The lockdown has given most of us a gift of more time.  You may need no help in filling it with worries or distractions, so here are my ideas about the positive possibilities.

  1. Radiate love: My experience of the lockdown is that simply sending out love is one of the most helpful steps we can all take.  The lack of material activity (car traffic etc) can enable us to feel the atmosphere in our society more clearly, and I perceive it as having a lot of anxiety, fear, uncertainty, mixed with love and generosity. Send out your love to your neighbourhood, and to stress points like hospitals and refugee camps.
  2. Reach out and help others: in these very uncertain times, strengthening local communities and supporting others further afield are both vital.  By helping others, you do this, and nourish your own wellbeing too.  
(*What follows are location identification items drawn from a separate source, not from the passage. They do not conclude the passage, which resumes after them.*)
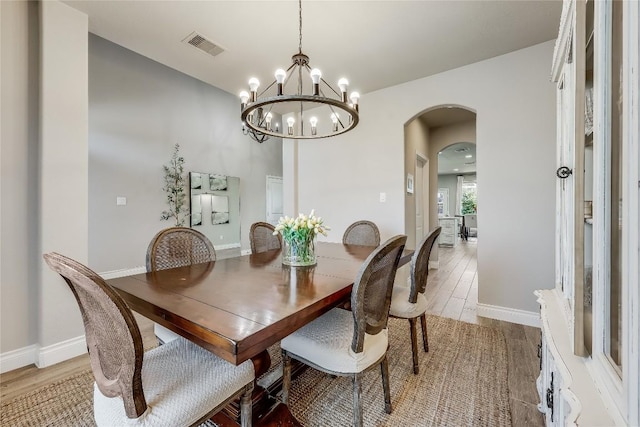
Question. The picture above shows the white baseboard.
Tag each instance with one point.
(18, 358)
(507, 314)
(61, 351)
(114, 274)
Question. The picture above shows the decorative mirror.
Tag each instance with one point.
(215, 208)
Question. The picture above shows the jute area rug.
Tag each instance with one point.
(462, 382)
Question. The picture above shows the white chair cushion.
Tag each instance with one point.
(401, 307)
(182, 382)
(164, 334)
(326, 342)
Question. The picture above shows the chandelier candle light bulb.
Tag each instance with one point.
(290, 122)
(299, 236)
(314, 123)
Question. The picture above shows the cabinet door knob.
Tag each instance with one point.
(563, 172)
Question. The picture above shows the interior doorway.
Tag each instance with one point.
(430, 132)
(274, 199)
(422, 196)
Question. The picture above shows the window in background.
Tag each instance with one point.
(469, 198)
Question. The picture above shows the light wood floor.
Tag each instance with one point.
(452, 292)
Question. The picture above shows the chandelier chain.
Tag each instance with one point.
(300, 26)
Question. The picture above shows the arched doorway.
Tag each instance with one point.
(427, 134)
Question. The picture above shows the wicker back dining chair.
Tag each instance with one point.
(262, 239)
(410, 302)
(348, 343)
(178, 384)
(178, 247)
(363, 233)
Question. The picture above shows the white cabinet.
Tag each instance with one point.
(450, 229)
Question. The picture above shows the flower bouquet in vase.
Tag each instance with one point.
(299, 236)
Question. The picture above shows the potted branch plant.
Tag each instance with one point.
(174, 187)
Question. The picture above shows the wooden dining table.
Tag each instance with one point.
(238, 307)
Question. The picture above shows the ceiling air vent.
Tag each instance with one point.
(202, 43)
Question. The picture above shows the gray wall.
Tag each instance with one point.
(138, 110)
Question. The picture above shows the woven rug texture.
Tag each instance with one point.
(462, 382)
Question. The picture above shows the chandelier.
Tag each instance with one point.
(322, 112)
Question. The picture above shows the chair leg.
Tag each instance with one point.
(357, 405)
(425, 338)
(384, 369)
(414, 344)
(286, 377)
(246, 405)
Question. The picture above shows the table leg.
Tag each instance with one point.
(267, 411)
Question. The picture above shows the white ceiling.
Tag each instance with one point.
(375, 44)
(457, 159)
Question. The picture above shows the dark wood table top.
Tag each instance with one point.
(238, 307)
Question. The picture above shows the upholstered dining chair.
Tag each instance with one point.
(363, 232)
(176, 384)
(177, 247)
(262, 239)
(410, 302)
(348, 343)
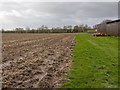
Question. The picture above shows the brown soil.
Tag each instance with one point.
(35, 60)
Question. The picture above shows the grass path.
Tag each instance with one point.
(94, 62)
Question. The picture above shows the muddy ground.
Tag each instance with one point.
(35, 60)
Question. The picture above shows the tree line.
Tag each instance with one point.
(45, 29)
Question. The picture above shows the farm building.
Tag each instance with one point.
(109, 27)
(113, 28)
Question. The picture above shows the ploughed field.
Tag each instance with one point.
(35, 60)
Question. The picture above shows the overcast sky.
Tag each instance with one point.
(54, 14)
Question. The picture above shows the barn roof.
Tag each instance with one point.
(114, 21)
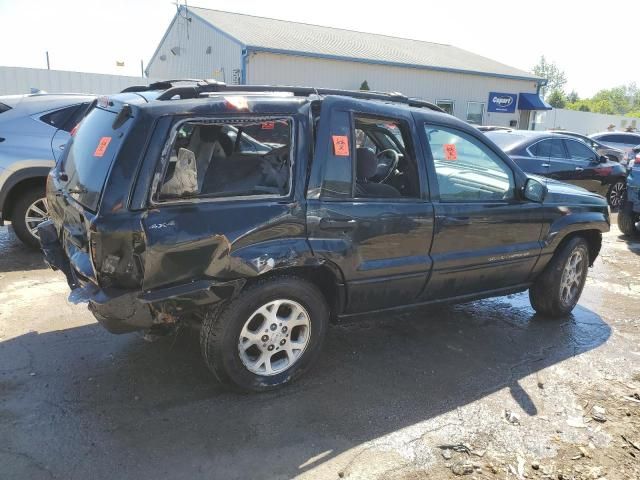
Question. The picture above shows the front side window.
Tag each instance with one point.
(385, 164)
(446, 105)
(382, 165)
(466, 169)
(475, 113)
(579, 151)
(58, 118)
(234, 158)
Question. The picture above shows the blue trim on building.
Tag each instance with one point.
(216, 29)
(387, 63)
(243, 72)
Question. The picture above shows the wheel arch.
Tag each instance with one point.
(593, 237)
(326, 276)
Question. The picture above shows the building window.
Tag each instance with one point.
(446, 105)
(475, 112)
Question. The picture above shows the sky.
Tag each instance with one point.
(593, 43)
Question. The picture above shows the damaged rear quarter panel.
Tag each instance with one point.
(258, 236)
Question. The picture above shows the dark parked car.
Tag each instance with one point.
(629, 214)
(361, 202)
(612, 153)
(624, 141)
(566, 159)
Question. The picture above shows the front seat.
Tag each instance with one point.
(366, 168)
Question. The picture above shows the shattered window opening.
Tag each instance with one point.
(227, 158)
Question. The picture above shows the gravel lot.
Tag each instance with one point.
(484, 389)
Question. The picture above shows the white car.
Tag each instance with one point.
(33, 131)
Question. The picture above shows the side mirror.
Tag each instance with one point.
(534, 190)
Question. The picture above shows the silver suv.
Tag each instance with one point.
(33, 132)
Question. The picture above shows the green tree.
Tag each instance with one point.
(556, 78)
(557, 99)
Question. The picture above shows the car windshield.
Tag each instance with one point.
(90, 155)
(505, 140)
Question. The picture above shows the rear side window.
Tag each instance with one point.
(579, 151)
(548, 149)
(229, 158)
(89, 156)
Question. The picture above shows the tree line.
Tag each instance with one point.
(621, 100)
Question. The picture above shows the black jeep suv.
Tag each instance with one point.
(264, 212)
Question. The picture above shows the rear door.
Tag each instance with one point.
(377, 232)
(485, 238)
(588, 172)
(226, 184)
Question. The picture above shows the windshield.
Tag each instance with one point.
(505, 140)
(90, 154)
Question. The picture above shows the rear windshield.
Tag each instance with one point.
(504, 140)
(90, 155)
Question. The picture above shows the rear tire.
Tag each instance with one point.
(246, 343)
(28, 200)
(557, 290)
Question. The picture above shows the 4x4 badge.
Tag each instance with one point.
(157, 226)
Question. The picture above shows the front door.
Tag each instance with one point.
(485, 238)
(370, 218)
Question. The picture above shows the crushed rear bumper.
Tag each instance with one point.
(119, 311)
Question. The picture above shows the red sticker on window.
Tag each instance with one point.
(450, 152)
(340, 145)
(102, 146)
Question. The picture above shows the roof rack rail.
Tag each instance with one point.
(164, 84)
(207, 86)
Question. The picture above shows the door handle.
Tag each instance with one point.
(451, 221)
(333, 224)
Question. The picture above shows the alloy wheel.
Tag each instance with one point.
(37, 213)
(616, 193)
(572, 277)
(274, 337)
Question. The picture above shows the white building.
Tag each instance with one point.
(243, 49)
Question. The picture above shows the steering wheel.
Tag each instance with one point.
(387, 163)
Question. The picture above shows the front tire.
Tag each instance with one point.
(627, 221)
(267, 336)
(616, 193)
(557, 290)
(29, 211)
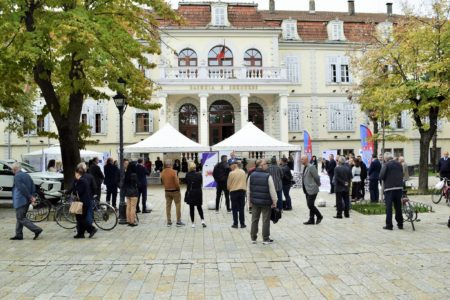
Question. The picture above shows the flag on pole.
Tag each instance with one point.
(221, 54)
(367, 144)
(307, 144)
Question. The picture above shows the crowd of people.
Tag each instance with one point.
(262, 185)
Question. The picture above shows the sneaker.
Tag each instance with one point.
(267, 242)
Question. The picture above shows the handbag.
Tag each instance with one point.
(76, 207)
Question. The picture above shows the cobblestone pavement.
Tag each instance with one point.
(349, 258)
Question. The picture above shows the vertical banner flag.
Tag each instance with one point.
(209, 160)
(367, 145)
(307, 144)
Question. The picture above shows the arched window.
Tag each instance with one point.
(187, 58)
(253, 58)
(188, 121)
(256, 115)
(220, 56)
(221, 121)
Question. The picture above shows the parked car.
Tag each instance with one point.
(50, 183)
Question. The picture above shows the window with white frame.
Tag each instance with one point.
(293, 69)
(219, 14)
(338, 70)
(335, 30)
(290, 30)
(294, 116)
(143, 121)
(341, 117)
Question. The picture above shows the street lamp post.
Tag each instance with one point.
(121, 105)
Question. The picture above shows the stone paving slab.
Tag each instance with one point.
(339, 259)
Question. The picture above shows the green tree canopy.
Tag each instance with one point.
(410, 70)
(70, 50)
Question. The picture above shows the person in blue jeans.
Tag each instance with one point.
(392, 176)
(23, 190)
(287, 182)
(277, 174)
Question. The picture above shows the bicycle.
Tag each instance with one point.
(410, 213)
(437, 194)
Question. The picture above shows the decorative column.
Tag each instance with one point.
(162, 99)
(244, 109)
(283, 116)
(203, 120)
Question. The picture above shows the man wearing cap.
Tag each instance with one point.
(237, 185)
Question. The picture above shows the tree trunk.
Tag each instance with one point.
(425, 139)
(375, 142)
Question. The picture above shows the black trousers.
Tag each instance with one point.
(237, 206)
(342, 203)
(313, 211)
(192, 211)
(222, 187)
(373, 189)
(111, 191)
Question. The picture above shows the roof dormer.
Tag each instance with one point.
(335, 29)
(289, 27)
(219, 14)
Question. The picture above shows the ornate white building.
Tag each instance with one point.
(229, 63)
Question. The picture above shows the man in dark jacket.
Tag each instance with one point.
(112, 178)
(444, 166)
(142, 173)
(330, 170)
(287, 182)
(261, 197)
(97, 173)
(392, 176)
(220, 174)
(342, 178)
(23, 190)
(374, 177)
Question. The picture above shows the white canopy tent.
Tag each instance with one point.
(166, 139)
(40, 158)
(251, 138)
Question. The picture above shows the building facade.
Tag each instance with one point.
(230, 63)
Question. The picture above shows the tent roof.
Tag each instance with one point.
(55, 150)
(166, 139)
(251, 138)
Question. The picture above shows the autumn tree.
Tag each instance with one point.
(409, 70)
(71, 50)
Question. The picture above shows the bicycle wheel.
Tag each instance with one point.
(41, 210)
(436, 196)
(64, 218)
(105, 216)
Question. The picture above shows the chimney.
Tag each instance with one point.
(312, 7)
(351, 7)
(389, 9)
(272, 6)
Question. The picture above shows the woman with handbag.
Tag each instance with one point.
(131, 191)
(194, 195)
(84, 194)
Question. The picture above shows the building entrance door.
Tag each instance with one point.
(221, 121)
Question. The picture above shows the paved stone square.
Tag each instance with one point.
(338, 259)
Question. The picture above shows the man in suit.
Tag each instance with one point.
(330, 170)
(444, 166)
(374, 177)
(142, 172)
(311, 183)
(342, 179)
(97, 173)
(23, 190)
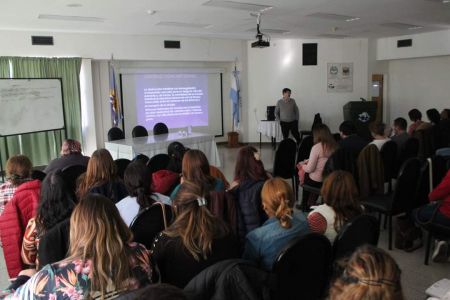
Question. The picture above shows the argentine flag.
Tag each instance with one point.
(235, 98)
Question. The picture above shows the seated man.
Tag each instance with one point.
(350, 140)
(400, 135)
(70, 156)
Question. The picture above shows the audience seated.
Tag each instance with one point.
(399, 133)
(194, 241)
(312, 168)
(371, 273)
(264, 243)
(101, 258)
(101, 178)
(55, 207)
(349, 139)
(70, 156)
(249, 177)
(18, 171)
(341, 204)
(138, 181)
(195, 168)
(16, 215)
(378, 131)
(417, 124)
(440, 215)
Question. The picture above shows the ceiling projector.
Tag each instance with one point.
(262, 40)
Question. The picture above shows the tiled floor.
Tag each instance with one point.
(416, 277)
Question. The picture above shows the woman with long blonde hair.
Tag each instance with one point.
(101, 178)
(194, 241)
(370, 274)
(102, 259)
(264, 243)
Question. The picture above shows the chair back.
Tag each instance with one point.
(115, 133)
(158, 162)
(38, 174)
(388, 154)
(284, 162)
(363, 229)
(139, 131)
(71, 174)
(305, 148)
(406, 185)
(121, 165)
(302, 268)
(160, 128)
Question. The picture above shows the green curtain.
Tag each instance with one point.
(44, 146)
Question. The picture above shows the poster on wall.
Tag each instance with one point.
(339, 77)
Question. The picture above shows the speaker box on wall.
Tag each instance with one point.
(310, 54)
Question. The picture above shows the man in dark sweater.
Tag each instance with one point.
(288, 115)
(350, 140)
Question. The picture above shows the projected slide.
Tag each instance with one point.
(175, 99)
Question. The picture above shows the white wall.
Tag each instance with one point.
(420, 83)
(272, 69)
(423, 45)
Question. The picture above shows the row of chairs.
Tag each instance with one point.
(115, 133)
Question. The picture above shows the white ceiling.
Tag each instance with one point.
(131, 17)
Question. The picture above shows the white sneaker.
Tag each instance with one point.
(440, 252)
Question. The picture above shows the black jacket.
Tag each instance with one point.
(235, 279)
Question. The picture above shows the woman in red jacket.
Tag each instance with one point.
(441, 216)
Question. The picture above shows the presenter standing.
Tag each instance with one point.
(287, 113)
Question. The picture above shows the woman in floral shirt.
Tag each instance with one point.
(102, 260)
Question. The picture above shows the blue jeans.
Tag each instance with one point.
(423, 215)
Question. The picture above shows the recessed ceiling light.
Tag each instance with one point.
(352, 19)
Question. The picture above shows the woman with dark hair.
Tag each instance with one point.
(341, 204)
(416, 118)
(101, 178)
(311, 169)
(195, 168)
(264, 243)
(137, 179)
(101, 258)
(55, 207)
(70, 156)
(249, 178)
(18, 171)
(371, 273)
(194, 241)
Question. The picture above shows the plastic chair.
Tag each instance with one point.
(363, 229)
(160, 128)
(115, 133)
(158, 162)
(400, 201)
(71, 174)
(38, 174)
(388, 154)
(121, 165)
(302, 268)
(139, 131)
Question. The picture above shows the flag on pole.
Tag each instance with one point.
(235, 98)
(113, 99)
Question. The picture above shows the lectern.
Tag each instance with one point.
(361, 113)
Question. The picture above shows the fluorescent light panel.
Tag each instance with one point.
(181, 24)
(71, 18)
(333, 17)
(237, 5)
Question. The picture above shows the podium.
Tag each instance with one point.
(361, 113)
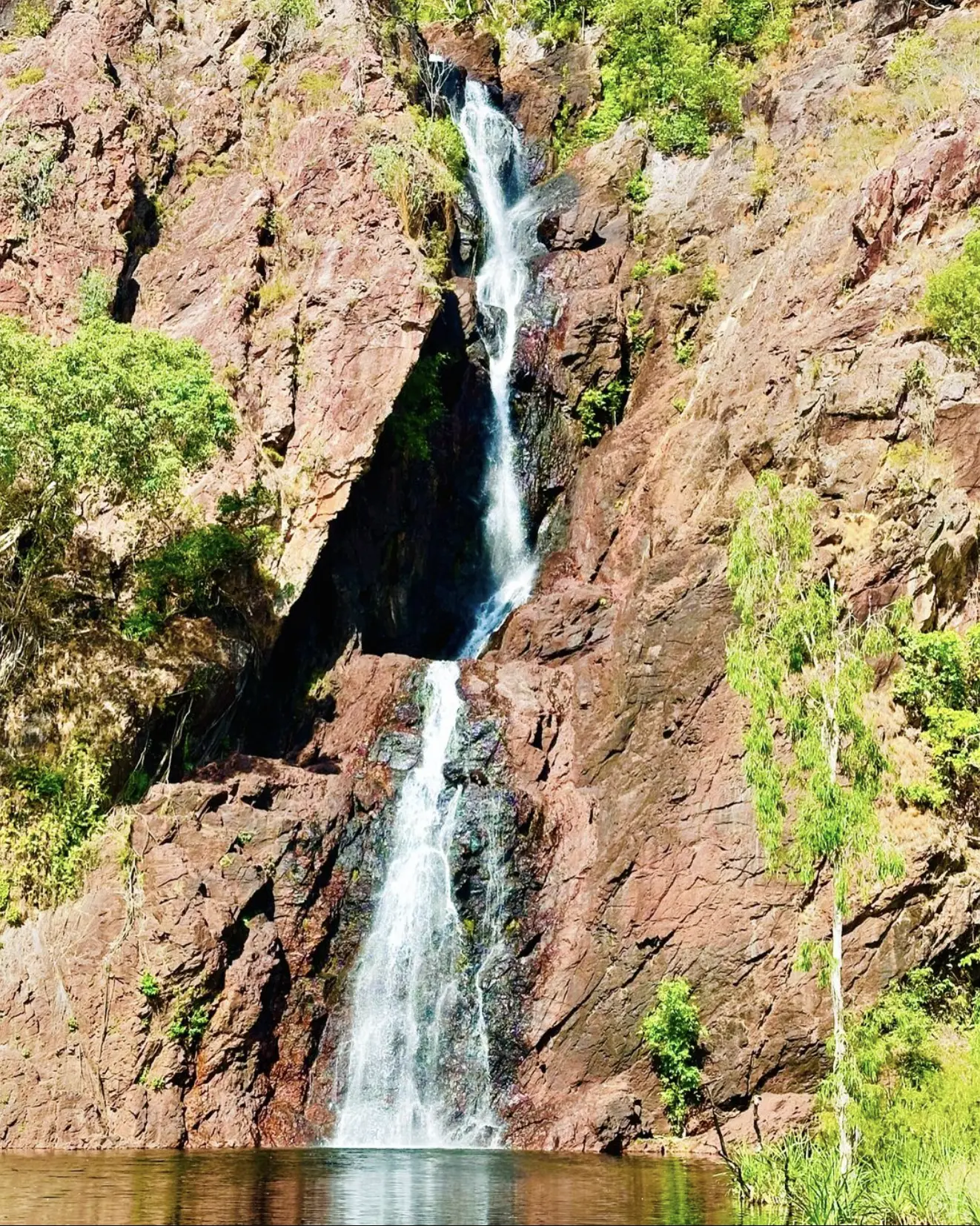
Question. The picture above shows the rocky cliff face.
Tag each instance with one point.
(243, 890)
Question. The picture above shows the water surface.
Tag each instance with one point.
(360, 1186)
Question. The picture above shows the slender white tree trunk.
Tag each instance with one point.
(841, 1042)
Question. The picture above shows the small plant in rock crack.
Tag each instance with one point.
(675, 1038)
(189, 1020)
(150, 986)
(671, 265)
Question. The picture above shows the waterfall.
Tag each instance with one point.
(419, 1052)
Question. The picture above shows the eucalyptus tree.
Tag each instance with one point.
(812, 759)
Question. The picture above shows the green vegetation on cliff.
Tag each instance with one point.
(116, 417)
(105, 428)
(940, 691)
(681, 69)
(674, 1036)
(952, 301)
(802, 662)
(913, 1078)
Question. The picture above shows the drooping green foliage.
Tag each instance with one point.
(674, 1036)
(914, 1079)
(802, 662)
(50, 807)
(952, 301)
(940, 689)
(32, 17)
(280, 19)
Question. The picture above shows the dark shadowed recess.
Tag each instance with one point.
(404, 568)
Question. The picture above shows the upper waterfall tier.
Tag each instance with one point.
(419, 1057)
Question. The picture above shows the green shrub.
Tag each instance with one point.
(30, 170)
(50, 808)
(116, 414)
(671, 265)
(189, 1020)
(952, 302)
(320, 90)
(674, 1036)
(914, 1077)
(940, 691)
(205, 568)
(914, 60)
(279, 19)
(32, 19)
(599, 410)
(422, 174)
(95, 296)
(419, 406)
(708, 290)
(637, 190)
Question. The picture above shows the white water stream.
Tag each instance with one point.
(419, 1058)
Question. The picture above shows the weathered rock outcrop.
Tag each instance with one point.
(222, 180)
(620, 738)
(622, 729)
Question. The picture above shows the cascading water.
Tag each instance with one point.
(419, 1070)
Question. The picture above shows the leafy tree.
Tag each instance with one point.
(204, 568)
(114, 416)
(674, 1036)
(801, 661)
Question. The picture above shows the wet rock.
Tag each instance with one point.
(479, 56)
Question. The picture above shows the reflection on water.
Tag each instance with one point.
(358, 1186)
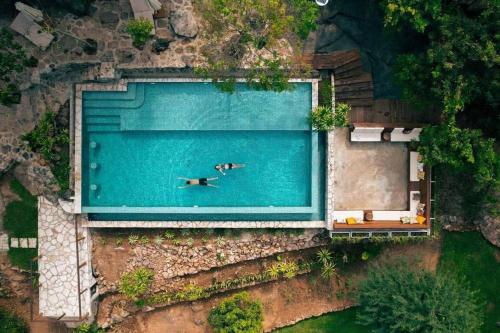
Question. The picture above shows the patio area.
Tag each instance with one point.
(370, 175)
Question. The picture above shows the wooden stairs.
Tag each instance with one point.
(354, 86)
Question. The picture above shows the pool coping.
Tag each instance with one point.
(121, 85)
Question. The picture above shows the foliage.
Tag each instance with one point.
(11, 323)
(20, 220)
(344, 320)
(52, 142)
(136, 283)
(234, 28)
(13, 60)
(469, 255)
(414, 12)
(325, 92)
(464, 151)
(305, 14)
(140, 31)
(238, 313)
(88, 328)
(341, 115)
(454, 68)
(400, 298)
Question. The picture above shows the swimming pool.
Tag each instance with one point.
(137, 143)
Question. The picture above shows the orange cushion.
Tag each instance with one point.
(420, 219)
(350, 220)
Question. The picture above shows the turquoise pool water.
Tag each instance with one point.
(137, 143)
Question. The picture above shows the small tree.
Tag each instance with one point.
(399, 298)
(136, 283)
(140, 31)
(236, 314)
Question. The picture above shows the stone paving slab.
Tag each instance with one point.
(57, 266)
(4, 242)
(14, 242)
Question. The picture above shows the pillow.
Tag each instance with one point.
(420, 219)
(351, 220)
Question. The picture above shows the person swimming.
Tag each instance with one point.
(228, 166)
(197, 181)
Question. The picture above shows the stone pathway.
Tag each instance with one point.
(4, 242)
(57, 265)
(24, 243)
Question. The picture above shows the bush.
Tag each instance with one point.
(11, 323)
(400, 298)
(52, 142)
(88, 328)
(136, 283)
(237, 313)
(140, 31)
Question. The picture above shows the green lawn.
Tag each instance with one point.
(469, 255)
(335, 322)
(465, 254)
(20, 220)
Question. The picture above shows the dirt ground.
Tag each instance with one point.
(285, 302)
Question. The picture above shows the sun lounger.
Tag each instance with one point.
(367, 134)
(32, 31)
(397, 135)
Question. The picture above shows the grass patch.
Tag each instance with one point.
(469, 255)
(21, 220)
(338, 322)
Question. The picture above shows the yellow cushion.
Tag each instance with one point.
(420, 219)
(350, 220)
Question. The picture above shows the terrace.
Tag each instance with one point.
(378, 185)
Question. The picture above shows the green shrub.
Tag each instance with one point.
(140, 31)
(236, 314)
(401, 298)
(52, 142)
(88, 328)
(341, 115)
(322, 118)
(305, 13)
(11, 323)
(136, 283)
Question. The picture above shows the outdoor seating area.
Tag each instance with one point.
(379, 185)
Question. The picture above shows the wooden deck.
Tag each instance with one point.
(354, 86)
(380, 225)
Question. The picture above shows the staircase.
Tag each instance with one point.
(353, 85)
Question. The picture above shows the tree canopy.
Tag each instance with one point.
(237, 314)
(400, 298)
(454, 67)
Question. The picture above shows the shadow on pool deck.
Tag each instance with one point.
(370, 175)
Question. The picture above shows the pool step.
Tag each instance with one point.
(129, 94)
(120, 103)
(90, 120)
(103, 128)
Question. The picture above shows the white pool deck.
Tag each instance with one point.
(121, 85)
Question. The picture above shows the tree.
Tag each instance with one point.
(140, 31)
(401, 298)
(13, 60)
(136, 283)
(237, 314)
(454, 68)
(248, 34)
(11, 323)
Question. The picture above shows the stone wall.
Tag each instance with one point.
(169, 261)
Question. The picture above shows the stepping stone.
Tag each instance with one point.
(32, 243)
(23, 243)
(4, 242)
(14, 242)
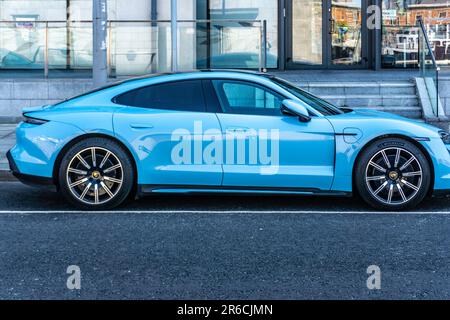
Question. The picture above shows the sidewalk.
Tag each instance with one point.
(7, 140)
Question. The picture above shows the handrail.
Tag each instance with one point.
(431, 83)
(427, 41)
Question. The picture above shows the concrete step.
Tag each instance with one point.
(373, 100)
(352, 88)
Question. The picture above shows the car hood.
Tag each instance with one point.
(377, 122)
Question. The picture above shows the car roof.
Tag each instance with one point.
(198, 72)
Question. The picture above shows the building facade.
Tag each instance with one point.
(298, 34)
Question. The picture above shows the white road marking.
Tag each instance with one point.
(390, 213)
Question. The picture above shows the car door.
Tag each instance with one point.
(165, 125)
(265, 148)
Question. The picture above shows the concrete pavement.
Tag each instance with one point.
(7, 140)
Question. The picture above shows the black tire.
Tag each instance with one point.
(404, 185)
(96, 197)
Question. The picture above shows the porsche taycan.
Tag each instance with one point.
(225, 132)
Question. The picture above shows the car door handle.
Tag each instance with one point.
(237, 129)
(141, 126)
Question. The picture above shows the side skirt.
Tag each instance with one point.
(152, 189)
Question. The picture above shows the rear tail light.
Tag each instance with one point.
(34, 121)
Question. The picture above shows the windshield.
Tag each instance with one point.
(320, 105)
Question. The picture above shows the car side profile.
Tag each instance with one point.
(225, 132)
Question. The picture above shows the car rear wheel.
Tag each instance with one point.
(96, 174)
(393, 174)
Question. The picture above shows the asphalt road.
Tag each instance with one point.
(227, 247)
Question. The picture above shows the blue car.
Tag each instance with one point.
(225, 132)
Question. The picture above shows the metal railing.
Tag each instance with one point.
(134, 47)
(429, 70)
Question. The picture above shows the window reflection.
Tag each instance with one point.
(400, 37)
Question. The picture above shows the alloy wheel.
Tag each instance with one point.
(393, 176)
(94, 175)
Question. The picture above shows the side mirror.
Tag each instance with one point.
(294, 108)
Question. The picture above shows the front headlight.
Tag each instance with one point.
(445, 136)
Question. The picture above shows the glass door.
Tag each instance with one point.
(346, 33)
(325, 34)
(307, 32)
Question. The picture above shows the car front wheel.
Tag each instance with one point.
(95, 174)
(393, 174)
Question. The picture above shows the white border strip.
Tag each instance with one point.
(390, 213)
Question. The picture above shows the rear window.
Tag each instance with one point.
(180, 96)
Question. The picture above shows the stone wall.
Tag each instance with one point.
(19, 93)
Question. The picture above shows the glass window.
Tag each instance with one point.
(239, 44)
(246, 98)
(307, 31)
(400, 36)
(180, 96)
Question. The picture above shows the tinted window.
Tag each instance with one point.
(180, 95)
(320, 105)
(247, 98)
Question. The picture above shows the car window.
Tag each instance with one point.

  3. Record and value the recent past: I suggest you write a retrospective journal to help you remember all the freedoms and experiences you enjoyed in the months before lockdown, because you may not enjoy them again for a while.  When at last we emerge, we will need to recall what we value in what we lost, so we can press for its restoration.  
  4. Be very thankful for the present: gratitude fuels our resilience, so focus on all the good aspects of your life right now, savour and enjoy them to the hilt.  
  5. Nourish your positive hopes for the future: Like Thomas Berry, I believe that creating and affirming your vision, dream, new story for life beyond lockdown will raise the chances of them happening.  Probably we’ve all read convincing stories of a negative future (Big Brother state and more), but we can offset this as individuals and groups, by envisioning and speaking up for positive change.  
  6. Overhaul your views on mortality: Yuval Noah Harari in the April 25 Guardian Review comments that the medieval response to plague or other lethal epidemics was resignation: whereas now, we see them as a technical problem which could have been resolved by more resources.  The pandemic plunges us into an era where our own death looks nearer, and where others’ deaths are on the news every day.  This could be a chance to consider a third view of death: as a transformation which has positive as well as scary aspects.  To explore this a bit, see my blog on the book Testimony of Light.  The intense but short-lived beauty of bluebells and other spring flowers may be an aid to your pondering.  
  7. Reconsider your response to climate change: Jem Bendell’s recent blog tallies with other experts’ view that Covid-19 has arisen because of climate-related habitat disruption.  Try imagining that a severe ramping-up of climate impacts has now begun and will probably continue, without the significant periods of ‘return to normality’ which we expect between crises.  And then imagine that there is plenty we can all do, as individuals and communities, to raise our resilience and our adaptive capacities to face this scenario.  Bob Doppelt’s book, Transformative Resilience, is a valuable guide for this journey.  
  8. Stay grounded in Nature: you’ve probably found, as I have, that there’s now a deluge of good material on the internet, online seminars and so forth.  As a counterbalance, keep actively engaged with Nature, see yourself as part of it, and enjoy it intensely with all your five senses.
  9. Find a new guiding metaphor for our times: our political leaders talk of waging war on the pandemic, but it’s a misleading metaphor.  Wars usually have a clear ending, a peace treaty, closure.  Coronavirus, like climate change is likely to continue with no clear ending: more likely, we will have to learn to adapt and live with it.  So, it’s a good time to see what guiding metaphor helps you to make sense and respond to the current situation.  I find that concepts like transformative unravelling, or adaptive uncertainty, help to orient me.